18 von 23 Apps fielen als mangelhaft durch

18 von 23 Apps fielen aufgrund dieser ungenauen Berechnungsmethoden mit "mangelhaft" durch. Planungssicherheit für Frauen oder Paare können sie nicht gewährleisten. Die wenigen guten Apps funktionieren anders, sie nutzen die so genannte "sympto-thermale Methode" als Grundlage, so Lea Lukas. Basierend auf wissenschaftlichen Empfehlungen der Arbeitsgruppe für natürliche Familienplanung.

"Die Frau muss ihren Körper beobachten. Sie muss zuverlässig morgens ihre Temperatur noch vor dem Aufstehen im Bett messen. Das ist die sogenannte Basal-Temperatur. Sie muss ihren Zervix-Schleim beobachten, der im Gebärmutterhals gebildet wird. Damit arbeiten die Apps dann. Sie interpretieren diese, sie bieten einen guten Überblick - aber sie sind eben keine Selbstläufer. Es ist Aufgabe der Frauen, die Daten zu erheben und zuverlässig in die Apps zu übertragen."

Lediglich zwei Apps als gut bewertet

Nur wenige Zyklus-Apps in dieser Untersuchung arbeiten aber standardmäßig mit der sympto-thermalen Methode. Einige Apps bieten sie immerhin zur Auswahl an. Mit "gut" wurden letztlich nur zwei Zyklus-Apps bewertet:

"Das ist die App "MyNFP", die sowohl für Android und auch für iOS zur Verfügung steht.
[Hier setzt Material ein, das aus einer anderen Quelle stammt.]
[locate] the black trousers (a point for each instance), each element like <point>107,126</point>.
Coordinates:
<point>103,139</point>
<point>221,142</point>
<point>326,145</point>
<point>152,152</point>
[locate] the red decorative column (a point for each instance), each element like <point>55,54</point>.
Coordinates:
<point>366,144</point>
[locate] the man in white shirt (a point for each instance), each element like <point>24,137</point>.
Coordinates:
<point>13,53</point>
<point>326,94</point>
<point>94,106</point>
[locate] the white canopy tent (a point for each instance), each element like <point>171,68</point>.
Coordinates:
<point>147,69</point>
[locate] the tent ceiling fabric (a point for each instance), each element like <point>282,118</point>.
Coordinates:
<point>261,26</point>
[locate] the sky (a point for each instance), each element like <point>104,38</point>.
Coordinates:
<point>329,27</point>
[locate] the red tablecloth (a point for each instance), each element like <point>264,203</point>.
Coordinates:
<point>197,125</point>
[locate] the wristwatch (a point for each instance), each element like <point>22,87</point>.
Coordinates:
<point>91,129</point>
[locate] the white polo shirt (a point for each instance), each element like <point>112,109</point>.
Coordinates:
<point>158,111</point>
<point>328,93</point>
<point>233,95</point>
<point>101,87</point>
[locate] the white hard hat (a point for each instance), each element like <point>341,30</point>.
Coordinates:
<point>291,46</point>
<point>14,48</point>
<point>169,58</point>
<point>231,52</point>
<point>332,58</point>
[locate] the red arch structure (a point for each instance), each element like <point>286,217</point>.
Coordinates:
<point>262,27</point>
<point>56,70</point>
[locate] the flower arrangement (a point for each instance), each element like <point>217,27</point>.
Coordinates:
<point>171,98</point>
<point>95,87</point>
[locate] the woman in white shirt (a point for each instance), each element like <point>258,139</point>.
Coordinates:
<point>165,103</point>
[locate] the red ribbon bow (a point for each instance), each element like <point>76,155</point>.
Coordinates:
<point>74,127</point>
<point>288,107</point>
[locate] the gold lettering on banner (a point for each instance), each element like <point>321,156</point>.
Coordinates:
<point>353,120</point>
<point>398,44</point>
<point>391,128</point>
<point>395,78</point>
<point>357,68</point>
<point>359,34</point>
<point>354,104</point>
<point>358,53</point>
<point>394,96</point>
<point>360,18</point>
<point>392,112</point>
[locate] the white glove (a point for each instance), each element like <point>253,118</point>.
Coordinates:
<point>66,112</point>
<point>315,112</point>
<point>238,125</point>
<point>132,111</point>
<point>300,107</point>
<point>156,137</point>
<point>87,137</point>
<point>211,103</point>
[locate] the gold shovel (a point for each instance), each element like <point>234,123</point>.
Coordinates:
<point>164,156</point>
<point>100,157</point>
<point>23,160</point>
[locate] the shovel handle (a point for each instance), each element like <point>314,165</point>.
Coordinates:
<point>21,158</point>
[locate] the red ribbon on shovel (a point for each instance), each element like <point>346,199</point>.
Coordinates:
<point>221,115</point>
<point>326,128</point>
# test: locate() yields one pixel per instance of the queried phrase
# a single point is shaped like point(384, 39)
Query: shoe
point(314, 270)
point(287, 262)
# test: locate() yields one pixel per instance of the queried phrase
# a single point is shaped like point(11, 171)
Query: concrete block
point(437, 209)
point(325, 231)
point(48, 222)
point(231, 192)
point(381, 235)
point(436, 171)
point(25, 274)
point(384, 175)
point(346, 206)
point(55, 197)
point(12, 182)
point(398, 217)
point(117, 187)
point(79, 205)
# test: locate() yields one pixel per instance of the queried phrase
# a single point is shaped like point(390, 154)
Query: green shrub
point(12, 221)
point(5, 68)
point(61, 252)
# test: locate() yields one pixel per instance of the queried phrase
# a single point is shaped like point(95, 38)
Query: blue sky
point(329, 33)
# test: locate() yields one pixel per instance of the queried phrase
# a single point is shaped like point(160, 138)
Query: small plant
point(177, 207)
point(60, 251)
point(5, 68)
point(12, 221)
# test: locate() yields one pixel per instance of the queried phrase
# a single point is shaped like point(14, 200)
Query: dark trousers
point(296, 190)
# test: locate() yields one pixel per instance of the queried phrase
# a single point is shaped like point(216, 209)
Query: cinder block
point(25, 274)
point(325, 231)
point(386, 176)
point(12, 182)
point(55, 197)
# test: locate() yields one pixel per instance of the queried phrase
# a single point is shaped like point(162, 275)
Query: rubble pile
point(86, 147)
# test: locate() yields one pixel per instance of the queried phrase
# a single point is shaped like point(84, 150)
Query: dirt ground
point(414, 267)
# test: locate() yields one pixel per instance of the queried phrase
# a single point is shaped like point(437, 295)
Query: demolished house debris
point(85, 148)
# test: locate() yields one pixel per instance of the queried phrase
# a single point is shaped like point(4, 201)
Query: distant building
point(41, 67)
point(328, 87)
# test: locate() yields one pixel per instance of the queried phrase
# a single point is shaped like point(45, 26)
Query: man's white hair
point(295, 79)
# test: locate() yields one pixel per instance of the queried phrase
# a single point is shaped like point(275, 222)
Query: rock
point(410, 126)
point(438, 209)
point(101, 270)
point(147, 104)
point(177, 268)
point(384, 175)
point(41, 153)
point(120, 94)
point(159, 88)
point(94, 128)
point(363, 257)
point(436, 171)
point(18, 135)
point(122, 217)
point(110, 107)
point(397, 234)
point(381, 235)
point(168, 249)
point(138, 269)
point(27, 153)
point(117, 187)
Und dann gibt es noch eine Android-App: Das ist "Lady Cycle"."

Das Produkt von "Lady Cycle" ist kostenlos. "MyNFP" kostet 29,99 Euro im Jahr.

Fazit: Nur Apps auf der Grundlage der sympto-thermalen Methode können wirklich helfen, die fruchtbaren Tage recht zuverlässig zu bestimmen.

Viele Apps fragen unnötige Informationen ab

Und noch etwas fiel auf: Viele Zyklus-Apps fragen unnötige private Informationen ab. Etwa Namen, Geburtsdatum oder auch überflüssige Angaben zur Gesundheit. Zudem wird oft die Geräteidentifikationsnummer des Smartphones übertragen. Das kann zur gezielten Schaltung von Werbung genutzt werden.